Black girls attending segregated schools were more likely to drink alcohol compared with Black boys attending such schools.
“Schooling can influence one’s life course and attending segregated schools is commonplace for Black children, but research on its relationship to their health is scarce,” first author Guangyi Wang, PhD, a research analyst with the UCSF Philip R. Lee Institute for Health Policy Studies, said in a UCSF article .
This research is one of the first to suggest a relationship between increased school segregation and the health and well-being of Black children.
Researchers studied data on 1,248 Black children ages 5 to 17 who lived in school districts under court-ordered desegregation in 1991. That same year, the Supreme Court issued rulings that allowed schools to disregard the 1954 Brown v. Board of Education decision that deemed segregated schools unconstitutional. Since then, the proportion of highly segregated schools, defined as schools where 10% or less of the students are white, rose from 5.7% to 18.6%.

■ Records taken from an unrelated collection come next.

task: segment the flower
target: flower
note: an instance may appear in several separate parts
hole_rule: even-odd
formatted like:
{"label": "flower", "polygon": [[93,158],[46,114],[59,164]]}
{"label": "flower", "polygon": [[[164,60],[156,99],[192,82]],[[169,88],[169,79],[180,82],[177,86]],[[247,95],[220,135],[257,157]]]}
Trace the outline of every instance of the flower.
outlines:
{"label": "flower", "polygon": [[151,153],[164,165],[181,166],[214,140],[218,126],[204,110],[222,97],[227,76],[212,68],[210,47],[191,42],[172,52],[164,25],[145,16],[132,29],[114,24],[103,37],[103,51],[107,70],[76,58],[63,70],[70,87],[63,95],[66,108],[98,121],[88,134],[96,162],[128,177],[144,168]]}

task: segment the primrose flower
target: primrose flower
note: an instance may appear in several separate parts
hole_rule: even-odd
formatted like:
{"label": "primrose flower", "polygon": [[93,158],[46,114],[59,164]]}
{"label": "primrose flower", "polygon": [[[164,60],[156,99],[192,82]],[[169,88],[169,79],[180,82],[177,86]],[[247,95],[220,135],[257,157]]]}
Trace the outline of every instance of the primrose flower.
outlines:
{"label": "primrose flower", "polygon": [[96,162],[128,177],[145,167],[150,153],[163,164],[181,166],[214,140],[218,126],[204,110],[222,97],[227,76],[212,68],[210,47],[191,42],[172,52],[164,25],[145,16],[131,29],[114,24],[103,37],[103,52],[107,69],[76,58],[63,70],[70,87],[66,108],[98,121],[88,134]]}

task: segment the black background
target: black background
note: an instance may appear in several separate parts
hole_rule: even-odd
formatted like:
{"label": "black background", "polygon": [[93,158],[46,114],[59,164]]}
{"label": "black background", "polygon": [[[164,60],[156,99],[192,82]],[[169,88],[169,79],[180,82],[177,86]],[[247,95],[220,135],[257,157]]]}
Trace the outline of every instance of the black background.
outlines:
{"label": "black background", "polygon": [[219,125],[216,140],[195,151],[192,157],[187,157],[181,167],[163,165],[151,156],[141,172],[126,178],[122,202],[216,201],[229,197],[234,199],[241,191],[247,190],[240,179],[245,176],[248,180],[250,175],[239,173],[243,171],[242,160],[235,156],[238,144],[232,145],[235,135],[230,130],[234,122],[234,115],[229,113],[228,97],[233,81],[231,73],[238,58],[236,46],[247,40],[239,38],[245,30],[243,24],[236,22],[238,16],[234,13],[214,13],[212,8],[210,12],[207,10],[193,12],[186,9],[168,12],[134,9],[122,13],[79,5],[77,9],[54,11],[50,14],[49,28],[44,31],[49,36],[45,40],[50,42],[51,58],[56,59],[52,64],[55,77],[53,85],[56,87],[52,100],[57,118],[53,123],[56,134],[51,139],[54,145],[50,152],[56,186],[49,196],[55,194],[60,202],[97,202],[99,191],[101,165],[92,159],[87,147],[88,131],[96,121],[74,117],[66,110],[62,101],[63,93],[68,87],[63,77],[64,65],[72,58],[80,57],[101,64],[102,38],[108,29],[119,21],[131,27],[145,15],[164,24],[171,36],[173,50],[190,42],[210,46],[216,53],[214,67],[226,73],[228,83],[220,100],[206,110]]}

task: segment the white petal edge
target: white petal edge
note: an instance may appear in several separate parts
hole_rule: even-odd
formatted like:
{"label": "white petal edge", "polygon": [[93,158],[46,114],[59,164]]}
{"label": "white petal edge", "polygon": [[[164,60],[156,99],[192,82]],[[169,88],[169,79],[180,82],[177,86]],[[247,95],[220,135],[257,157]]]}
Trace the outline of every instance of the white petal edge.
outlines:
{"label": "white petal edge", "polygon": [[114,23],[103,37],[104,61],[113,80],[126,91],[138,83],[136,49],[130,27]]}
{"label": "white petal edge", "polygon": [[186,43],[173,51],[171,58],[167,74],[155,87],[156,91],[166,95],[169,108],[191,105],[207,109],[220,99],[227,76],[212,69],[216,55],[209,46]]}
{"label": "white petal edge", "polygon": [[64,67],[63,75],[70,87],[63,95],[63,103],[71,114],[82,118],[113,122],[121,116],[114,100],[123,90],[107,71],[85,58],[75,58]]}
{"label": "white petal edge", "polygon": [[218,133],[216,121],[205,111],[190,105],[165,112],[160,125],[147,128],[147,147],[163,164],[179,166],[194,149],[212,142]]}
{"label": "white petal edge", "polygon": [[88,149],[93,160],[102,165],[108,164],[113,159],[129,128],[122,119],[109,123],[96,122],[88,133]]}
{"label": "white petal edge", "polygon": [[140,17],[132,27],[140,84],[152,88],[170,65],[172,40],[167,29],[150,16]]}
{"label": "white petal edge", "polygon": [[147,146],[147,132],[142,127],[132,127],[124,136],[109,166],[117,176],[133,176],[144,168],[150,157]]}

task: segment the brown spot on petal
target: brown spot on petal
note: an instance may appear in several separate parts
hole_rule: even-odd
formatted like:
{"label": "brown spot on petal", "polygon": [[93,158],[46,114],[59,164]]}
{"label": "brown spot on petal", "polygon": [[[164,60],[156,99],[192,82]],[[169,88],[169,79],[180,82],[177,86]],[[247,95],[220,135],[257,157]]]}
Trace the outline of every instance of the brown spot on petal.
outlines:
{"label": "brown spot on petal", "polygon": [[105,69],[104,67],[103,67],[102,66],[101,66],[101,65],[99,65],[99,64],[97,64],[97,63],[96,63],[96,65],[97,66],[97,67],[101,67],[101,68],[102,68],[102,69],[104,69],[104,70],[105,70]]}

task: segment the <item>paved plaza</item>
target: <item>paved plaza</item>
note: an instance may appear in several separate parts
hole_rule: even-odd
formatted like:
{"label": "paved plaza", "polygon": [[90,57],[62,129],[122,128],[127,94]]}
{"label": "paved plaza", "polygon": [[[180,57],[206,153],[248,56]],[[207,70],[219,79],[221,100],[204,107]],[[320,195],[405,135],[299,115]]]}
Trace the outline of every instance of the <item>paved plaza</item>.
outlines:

Researchers measured children’s well-being and segregation levels through 2014. Segregation was measured using the Black-White dissimilarity index, which shows the percentage of Black or white students who would need to switch schools to achieve a uniform racial distribution. The values of this index range from 0 to 1; the higher the value the more segregated the school district is.
Researchers found that every 0.2 increase in the dissimilarity index was linked to a 31% increase in behavioral problems and a 62% increase in the probability of drinking.
The results are in keeping with previous studies relating racial, economic and social marginalization with child behavioral problems, according to the authors. Children living in stressful family situations or neighborhoods are less likely to manage mental and emotional challenges, which can lead to unhealthy coping mechanisms, such as drinking.
Structural racism is at the core of these issues, according to the study authors.
“With the Black-White child health gap enduring, our findings show that school integration and support for Black children who attend segregated schools may help to reduce health inequities,” said Wang.
“Black people experienced some benefits after schools were first integrated,” said senior author Rita Hamad, MD, PhD, an associate professor in residence in the UCSF Department of Family and Community Medicine. “Now that schools are segregated again, kids are missing out on the benefits of integration. We need structural interventions to address segregation and its consequences so we can ensure more Black children have a better chance at a healthier future.”